Our plan was to go to Llanberis to catch the historic steam train to the top of Mt Snowdon. We had discovered that you couldn’t get all the way to the top, because the station there is being redeveloped, but it was still worth going half way up. But when we arrived at the station all the trains for the day had been sold! (It is the first time on this trip we have had any problems with crowds; although there have been a lot of people at some places, we have never had to queue or felt uncomfortably crowded.) I guess the one positive about feeling like we aren’t staying long enough anywhere is that there is plenty more to do if we meet an obstacle like this one. So we drove to the island of Anglesey, to a town called Beaumaris intending to visit the castle there. Wales is dotted with huge castles built by Edward I when he conquered Wales in the 13th century. Beaumaris is the last built and the only one with a moat.

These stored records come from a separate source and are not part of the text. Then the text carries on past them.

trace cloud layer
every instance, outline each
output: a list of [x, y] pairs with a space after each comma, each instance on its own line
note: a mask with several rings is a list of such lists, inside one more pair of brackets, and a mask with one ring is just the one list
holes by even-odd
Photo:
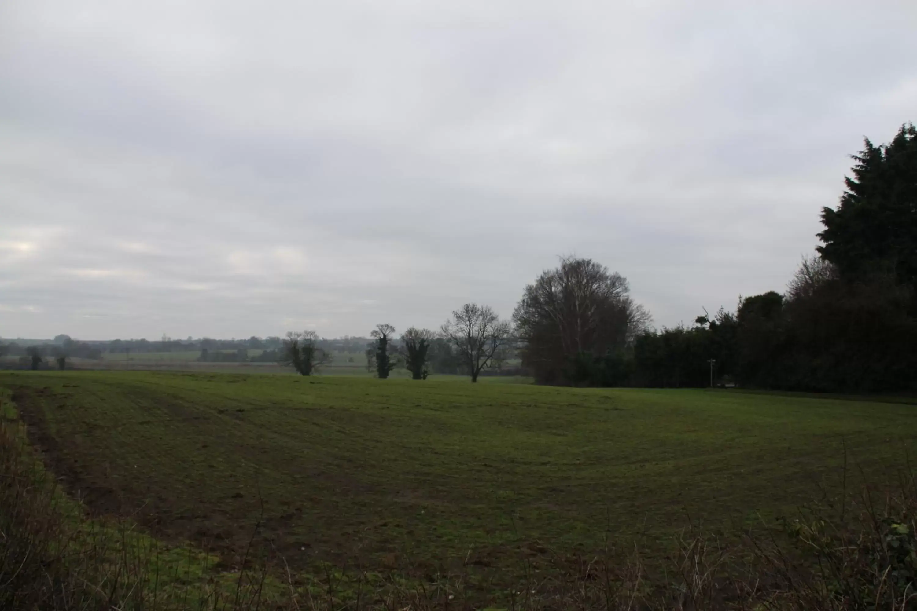
[[657, 325], [782, 289], [862, 137], [917, 120], [911, 2], [0, 7], [0, 335], [510, 315], [558, 255]]

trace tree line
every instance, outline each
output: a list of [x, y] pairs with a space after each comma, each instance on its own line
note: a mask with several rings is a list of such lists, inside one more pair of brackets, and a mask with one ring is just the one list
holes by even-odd
[[[477, 382], [485, 368], [505, 360], [514, 342], [510, 322], [501, 320], [490, 306], [476, 303], [453, 311], [438, 332], [411, 327], [397, 343], [395, 333], [389, 323], [377, 325], [370, 333], [367, 366], [382, 379], [396, 367], [404, 367], [415, 380], [426, 379], [432, 368], [435, 373], [464, 373]], [[290, 332], [280, 362], [310, 376], [333, 360], [321, 342], [315, 331]]]
[[917, 389], [917, 130], [867, 139], [853, 159], [838, 207], [822, 211], [822, 244], [783, 292], [656, 331], [624, 278], [564, 259], [516, 308], [523, 363], [546, 384]]
[[[852, 156], [836, 208], [824, 207], [816, 254], [786, 289], [739, 297], [690, 326], [653, 329], [626, 278], [564, 257], [525, 287], [512, 322], [467, 304], [437, 333], [372, 333], [379, 377], [399, 364], [425, 379], [435, 343], [476, 381], [507, 347], [541, 384], [876, 392], [917, 389], [917, 129]], [[288, 334], [284, 361], [312, 373], [329, 358], [314, 332]], [[297, 360], [298, 359], [298, 360]], [[310, 365], [311, 364], [311, 365]]]

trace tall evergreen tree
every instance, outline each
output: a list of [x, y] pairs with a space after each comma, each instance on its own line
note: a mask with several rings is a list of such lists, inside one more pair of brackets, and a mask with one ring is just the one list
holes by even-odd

However on the way to the castle we saw a sign offering one hour cruises to Puffin Island, and it was such a gorgeous day we decided to do that instead, although we were informed that the puffins had flown south for the winter. It was very pleasant and a relaxing way to spend an hour. We saw lots of birds (mostly cormorants), and one seal, and a different view of the coast.

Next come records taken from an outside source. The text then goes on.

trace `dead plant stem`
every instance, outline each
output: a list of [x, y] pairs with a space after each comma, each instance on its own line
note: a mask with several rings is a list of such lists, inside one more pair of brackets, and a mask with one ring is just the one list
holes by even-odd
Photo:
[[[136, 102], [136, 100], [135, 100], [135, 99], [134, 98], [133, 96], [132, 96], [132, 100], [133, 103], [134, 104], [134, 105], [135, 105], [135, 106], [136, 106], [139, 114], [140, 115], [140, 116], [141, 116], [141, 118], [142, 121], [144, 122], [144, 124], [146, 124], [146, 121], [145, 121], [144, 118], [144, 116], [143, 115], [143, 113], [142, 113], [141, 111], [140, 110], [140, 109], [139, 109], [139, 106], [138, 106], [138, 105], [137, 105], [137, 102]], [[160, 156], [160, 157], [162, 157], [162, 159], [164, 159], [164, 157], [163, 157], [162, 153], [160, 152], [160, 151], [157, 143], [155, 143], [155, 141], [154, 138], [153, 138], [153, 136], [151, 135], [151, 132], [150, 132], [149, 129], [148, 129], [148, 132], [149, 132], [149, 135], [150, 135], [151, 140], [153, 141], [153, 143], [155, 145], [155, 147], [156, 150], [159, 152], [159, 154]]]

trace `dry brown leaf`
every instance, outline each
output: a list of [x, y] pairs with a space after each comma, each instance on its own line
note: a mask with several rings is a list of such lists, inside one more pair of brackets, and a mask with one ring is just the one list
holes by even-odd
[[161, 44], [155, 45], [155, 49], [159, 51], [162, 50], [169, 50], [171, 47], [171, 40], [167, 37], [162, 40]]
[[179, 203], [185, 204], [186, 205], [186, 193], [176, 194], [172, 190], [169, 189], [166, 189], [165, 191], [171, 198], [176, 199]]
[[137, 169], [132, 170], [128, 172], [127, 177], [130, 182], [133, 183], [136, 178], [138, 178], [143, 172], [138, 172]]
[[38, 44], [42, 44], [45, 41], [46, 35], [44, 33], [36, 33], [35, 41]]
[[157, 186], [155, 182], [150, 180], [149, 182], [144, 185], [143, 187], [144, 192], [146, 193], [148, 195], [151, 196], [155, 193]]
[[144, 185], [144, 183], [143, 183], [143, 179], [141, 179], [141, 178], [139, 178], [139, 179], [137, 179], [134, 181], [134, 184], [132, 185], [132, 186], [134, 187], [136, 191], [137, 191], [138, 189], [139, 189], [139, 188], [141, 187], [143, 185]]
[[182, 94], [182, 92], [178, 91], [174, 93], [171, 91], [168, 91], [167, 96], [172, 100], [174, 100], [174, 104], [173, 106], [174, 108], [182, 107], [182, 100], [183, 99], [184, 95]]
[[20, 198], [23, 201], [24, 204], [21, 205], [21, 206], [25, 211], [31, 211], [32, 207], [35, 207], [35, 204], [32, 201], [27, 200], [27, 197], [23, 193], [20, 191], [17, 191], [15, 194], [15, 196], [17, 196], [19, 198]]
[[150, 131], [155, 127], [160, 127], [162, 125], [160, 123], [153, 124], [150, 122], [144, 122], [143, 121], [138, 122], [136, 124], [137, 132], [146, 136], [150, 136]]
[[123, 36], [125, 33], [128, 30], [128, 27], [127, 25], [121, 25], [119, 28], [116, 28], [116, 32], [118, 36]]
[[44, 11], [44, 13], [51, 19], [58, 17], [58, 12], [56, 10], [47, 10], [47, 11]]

Next stop was Caernarfon, to look at the outside of the castle (it was closed – but we planned to only visit one castle in detail, and that is Conwy (pronounced Conway) tomorrow). We had a walk & took some photos of the Castle walls and then found a very nice pub next to the castle on the water where we sat outside and ate slow-cooked Welsh lamb while we watched the sun setting over the water – tough, but someone had to do it.